US-Based Software M&A: 2011 - Not what we’ve been expecting

Software is one of those classic scope:scale M&A sectors, where big players with tons of cash buy up little guys to address known customer demand (product scope), or increase efficiencies for existing offerings (cost cuts and economies of scale).

Surprisingly, after a big volume quarter in Spring 2010 ($16B)… the number of software deals has actually declined for three successive quarters… back down to 2008-2009 levels of about 200 deals/quarter.

Usually, a big M&A quarter with big deals, instigates shake-out and re-alignment within competitive product markets… deals drive deals. It hasn’t happened this time, even in the context of an economic recovery, strong acquiror earnings, and a rising equity market.

Our view is that paradoxically, these same factors are keeping a lid on deal-making.

Priority number #1 for the large software acquirors is delivering on earnings. They have aggressively cut headcount and discretionary spending… lessons learned in 2001-2002 bursting of the Internet bubble. M&A transactions have restructuring charges and front end-loaded investments. Good deals are accretive in year 1, but unless there are immediate sales synergies or cost cuts, even for single product line acquisitions, most deals hit stride in year 2.
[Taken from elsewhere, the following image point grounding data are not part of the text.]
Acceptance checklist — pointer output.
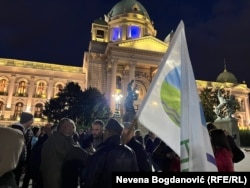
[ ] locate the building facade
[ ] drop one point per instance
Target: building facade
(26, 86)
(123, 47)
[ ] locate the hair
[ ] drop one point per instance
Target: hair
(219, 139)
(99, 122)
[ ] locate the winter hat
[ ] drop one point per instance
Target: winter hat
(25, 117)
(114, 125)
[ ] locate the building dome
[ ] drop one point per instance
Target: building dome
(226, 76)
(126, 7)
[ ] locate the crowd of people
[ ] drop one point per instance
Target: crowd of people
(59, 156)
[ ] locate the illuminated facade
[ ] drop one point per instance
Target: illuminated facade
(27, 85)
(123, 47)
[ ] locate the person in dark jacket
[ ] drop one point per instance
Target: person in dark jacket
(128, 138)
(12, 142)
(110, 157)
(26, 120)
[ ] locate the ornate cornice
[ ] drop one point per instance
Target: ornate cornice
(39, 65)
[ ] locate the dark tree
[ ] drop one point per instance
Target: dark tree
(210, 100)
(80, 106)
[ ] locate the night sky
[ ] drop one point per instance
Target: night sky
(58, 31)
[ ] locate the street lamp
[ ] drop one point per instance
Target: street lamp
(117, 98)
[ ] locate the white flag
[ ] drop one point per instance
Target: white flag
(172, 108)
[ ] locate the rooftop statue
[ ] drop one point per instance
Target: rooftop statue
(129, 102)
(226, 106)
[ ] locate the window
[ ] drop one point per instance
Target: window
(38, 110)
(22, 87)
(58, 88)
(117, 33)
(100, 34)
(41, 89)
(134, 31)
(3, 86)
(18, 109)
(1, 108)
(118, 82)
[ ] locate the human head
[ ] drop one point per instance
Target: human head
(113, 127)
(26, 119)
(66, 127)
(127, 133)
(97, 128)
(218, 139)
(210, 126)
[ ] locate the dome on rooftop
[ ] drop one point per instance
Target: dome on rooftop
(127, 6)
(226, 76)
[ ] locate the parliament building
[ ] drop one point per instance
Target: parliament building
(123, 47)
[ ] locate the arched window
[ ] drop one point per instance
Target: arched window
(116, 33)
(41, 89)
(22, 88)
(1, 108)
(58, 88)
(134, 32)
(118, 82)
(3, 86)
(18, 109)
(38, 110)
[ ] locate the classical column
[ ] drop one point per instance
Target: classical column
(113, 83)
(132, 70)
(50, 89)
(246, 101)
(30, 94)
(11, 91)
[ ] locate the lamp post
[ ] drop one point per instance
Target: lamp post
(117, 97)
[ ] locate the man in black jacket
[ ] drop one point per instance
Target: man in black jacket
(110, 157)
(128, 138)
(26, 120)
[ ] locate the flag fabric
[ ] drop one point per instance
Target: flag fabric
(172, 109)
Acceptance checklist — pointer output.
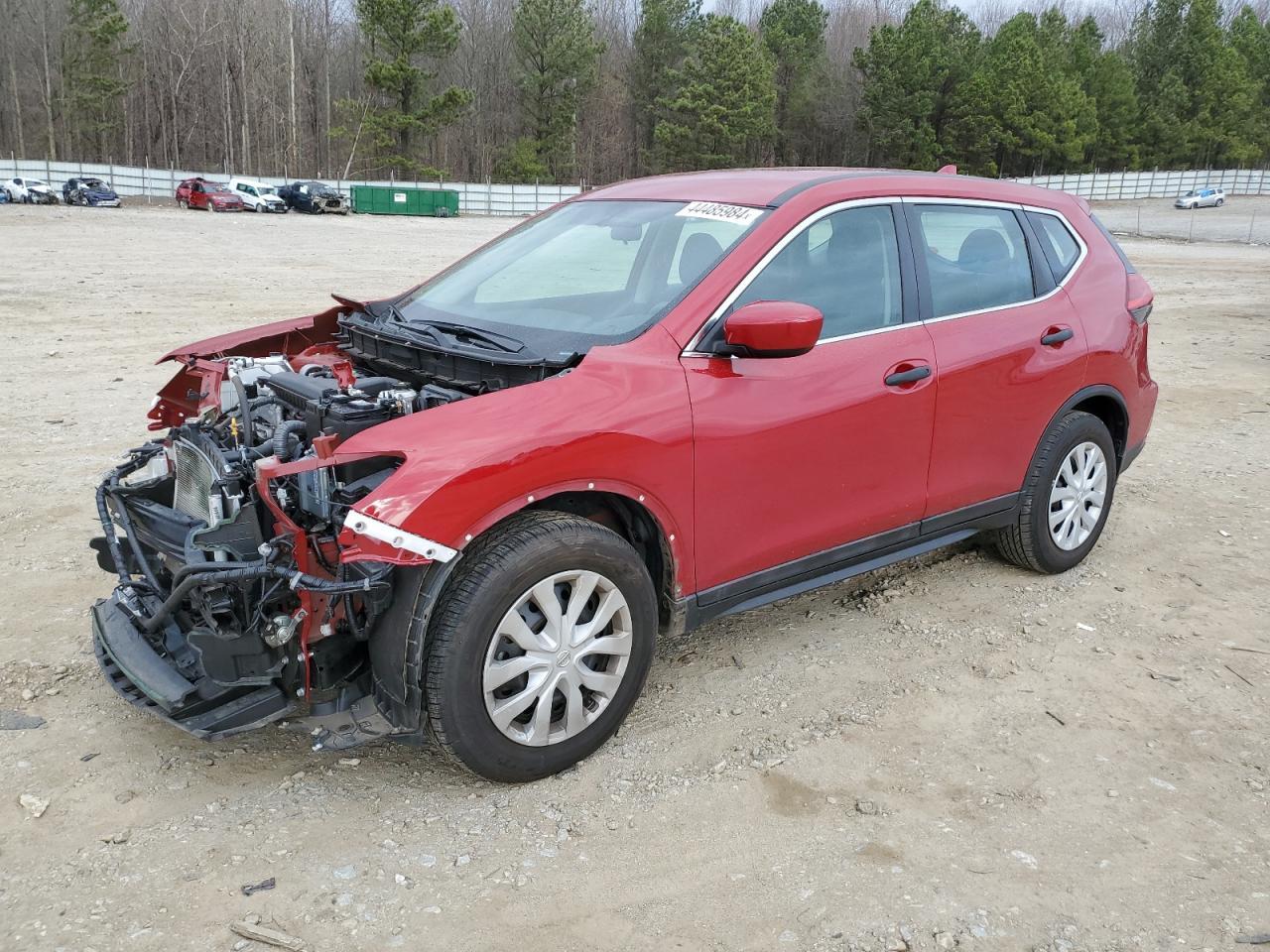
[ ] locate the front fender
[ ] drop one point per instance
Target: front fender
(617, 422)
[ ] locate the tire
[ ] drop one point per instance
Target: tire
(1034, 540)
(498, 572)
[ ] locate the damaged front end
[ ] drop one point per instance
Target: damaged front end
(249, 588)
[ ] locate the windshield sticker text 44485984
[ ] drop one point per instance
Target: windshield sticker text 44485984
(717, 211)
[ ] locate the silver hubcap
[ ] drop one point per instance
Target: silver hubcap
(557, 658)
(1078, 498)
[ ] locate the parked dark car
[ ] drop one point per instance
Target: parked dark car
(467, 511)
(90, 191)
(314, 197)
M&A is often considered to be another form investment, like CAPX or R&D. It is external versus internal, but at experienced acquirors, it is analyzed with similar capital budgeting tools. Absent strong champions within acquiror sales organizations, CEOs and their corporate development staffs are being cautious about deal-making, as with any discretionary spending. This situation obviously creates a growing backlog of good deals waiting to happen.

Our prediction for the back half of the year is that growth in M&A will rebound strongly with pressure on acquirors for top-line growth, and increased customer IT spending. We expect particular emphasis on enterprise productivity-oriented cloud, SAAS and mobile offerings.